The World Health Organization (WHO) has estimated that there are over 45 million people in the world suffering from dementia--a number that has been reported as high as 70 million by other sources. One of the concerns with these figures is that many of these people are not diagnosed with dementia or misdiagnosed with another malady. It is also estimated that as many as 1 out of every 3 children born today are at risk--or will be at risk--for dementia! Just imagine nearly 1/3 of the population in 2100 having some form of dementia...

Fortunately, these numbers are static estimates; they do not take into account ongoing research efforts to identify causes, treatments, and potential cures for these life-stealing diseases. There an important byproduct of these efforts--this is truly an international push to find the causes, treatments, and cures for dementia that serves to bring together the international scientific community. This article will focus on some of the areas of important research being accomplished globally, finishing with thoughts on the way ahead.


In the United States, a national plan for addressing the growing health issue of dementia was announced. This plan is based on the 2011 National Alzheimer's Project (NAPA) that set a goal of 2025 for having effective treatments and preventative measures for dementia. These goals are being addressed through research led by the National Institute of Neurological Disorders and Stroke (NINDS) and the National Institute on Aging (NIA), both of which are components of the National Institute for Health (NIH).

OK, so, had enough acronyms for one paragraph? Let's move along and explore some of these research areas.

  • Clinical Studies provide a way for researchers to model and discover the effectiveness of methods to detect, treat, and prevent dementia.

  • Drugs provide one option for exploring through clinical studies. There are numerous pharmaceutical therapies being tested now, from lab animal tests to human clinical trials.

  • Fitness is one of the complementary regimens being studied in conjunction with various drugs and other therapies in addressing cognitive decline.

  • Genetics is a field that has developed almost exponentially during the last decade.

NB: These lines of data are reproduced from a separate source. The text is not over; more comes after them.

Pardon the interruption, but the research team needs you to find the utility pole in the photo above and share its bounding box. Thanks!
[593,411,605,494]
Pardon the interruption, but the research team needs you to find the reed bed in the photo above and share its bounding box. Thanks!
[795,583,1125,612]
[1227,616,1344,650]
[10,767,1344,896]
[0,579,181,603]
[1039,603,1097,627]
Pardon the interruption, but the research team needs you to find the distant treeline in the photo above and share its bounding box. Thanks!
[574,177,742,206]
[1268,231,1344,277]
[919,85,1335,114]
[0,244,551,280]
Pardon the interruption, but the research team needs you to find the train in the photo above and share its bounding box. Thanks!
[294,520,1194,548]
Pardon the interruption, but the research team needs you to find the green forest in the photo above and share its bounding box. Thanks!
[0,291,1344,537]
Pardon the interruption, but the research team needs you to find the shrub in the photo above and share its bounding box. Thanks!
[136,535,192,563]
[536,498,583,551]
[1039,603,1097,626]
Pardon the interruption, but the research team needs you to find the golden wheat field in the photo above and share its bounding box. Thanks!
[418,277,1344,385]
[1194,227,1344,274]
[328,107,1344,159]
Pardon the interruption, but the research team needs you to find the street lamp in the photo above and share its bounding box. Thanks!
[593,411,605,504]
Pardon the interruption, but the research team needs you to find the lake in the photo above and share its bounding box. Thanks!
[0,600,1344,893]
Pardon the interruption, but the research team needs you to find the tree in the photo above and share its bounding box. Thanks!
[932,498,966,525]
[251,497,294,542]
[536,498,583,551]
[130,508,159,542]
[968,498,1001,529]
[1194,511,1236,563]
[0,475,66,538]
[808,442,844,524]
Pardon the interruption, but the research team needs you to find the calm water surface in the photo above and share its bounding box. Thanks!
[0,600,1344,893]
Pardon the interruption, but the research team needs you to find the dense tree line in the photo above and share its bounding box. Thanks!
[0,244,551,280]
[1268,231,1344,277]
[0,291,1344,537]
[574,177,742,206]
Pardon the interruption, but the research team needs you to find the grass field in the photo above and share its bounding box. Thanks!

This is important research both from the congenital possibility of acquiring dementia--or greater risk for dementia--and finding the etiologies of non-congenital dementia.

  • Imaging has developed increasingly detailed and customization for examining brain, nervous system, and other body areas to provide detailed insights into the physical changes that accompany or cause dementia. These advanced imaging platforms and techniques also provide data into the effectiveness of treatment regimens on slowing, stopping--and someday reversing and curing--dementia.

  • Proteins are a common denominator among a number of dementia forms. The challenge for research is determining their origin, migration, and build-up that affect the brain and nervous system. Much research is being done on the affects once these proteins begin effecting cognitive or motor decline, but the beginning chapter is still unwritten and must be discovered in order to effectively develop preventative methods.

  • Sleep is being explored as a contributing factor to dementia, both in exacerbating an already present condition and in putting the individual at higher risk to develop dementia. This is one reason why sleep apnea patients need to prioritize using their CPAP therapy daily...

  • Stem Cell research is critical to explore how proteins genetically mutate or "fold over" incorrectly on nerve cells in order to develop effective drug and other therapeutic treatments.


As mentioned in the beginning of this article, it is estimated that millions of people have the beginning stages of dementia but are, as yet, undiagnosed. Hence, awareness is a big part of the battle against these life-stealing conditions--an effort that I am happy to support through Dementia Friendly Tempe (AZ). But, with the information technology age where information is so freely available, how can people not understand what their symptoms are telling them?

Unfortunately, many people mistake dementia symptoms as simply being a normal part of growing old. Yes, we tend to have small issues with memory sometimes as we enter our golden years (OK, so 65+), but when symptoms progressively worsen, that is not a normal part of aging. But again, how does one know the difference? Simply put, awareness seminars like the ones offered by Dementia Friendly [your city or state here] provide free, one-hour awareness seminars to the community. These may be open opportunities or arranged by a specific organization or neighborhood to bring awareness to people. The seminars also provide information on ways to find diagnostic and treatment professionals in the area that may answer more in-depth, patient-focused questions or concerns, along with formal diagnosis and treatment.

In Closing...

Dementia has been referred to as the leading global health crisis of our time and threatens to severely impact social, business, and economic security in the next 30 years. Effortsby international researchers, medical, and neuropsychological professionals have grown to address this impending global human crisis. but it does not start and end with scientists--the more awareness that people and families have about the characteristics and symptoms of dementia, choices about healthcare, lifestyle, planning ahead when a loved one is diagnosed, and understanding the support available in the community, the better our chances of turning back this impending global human crisis.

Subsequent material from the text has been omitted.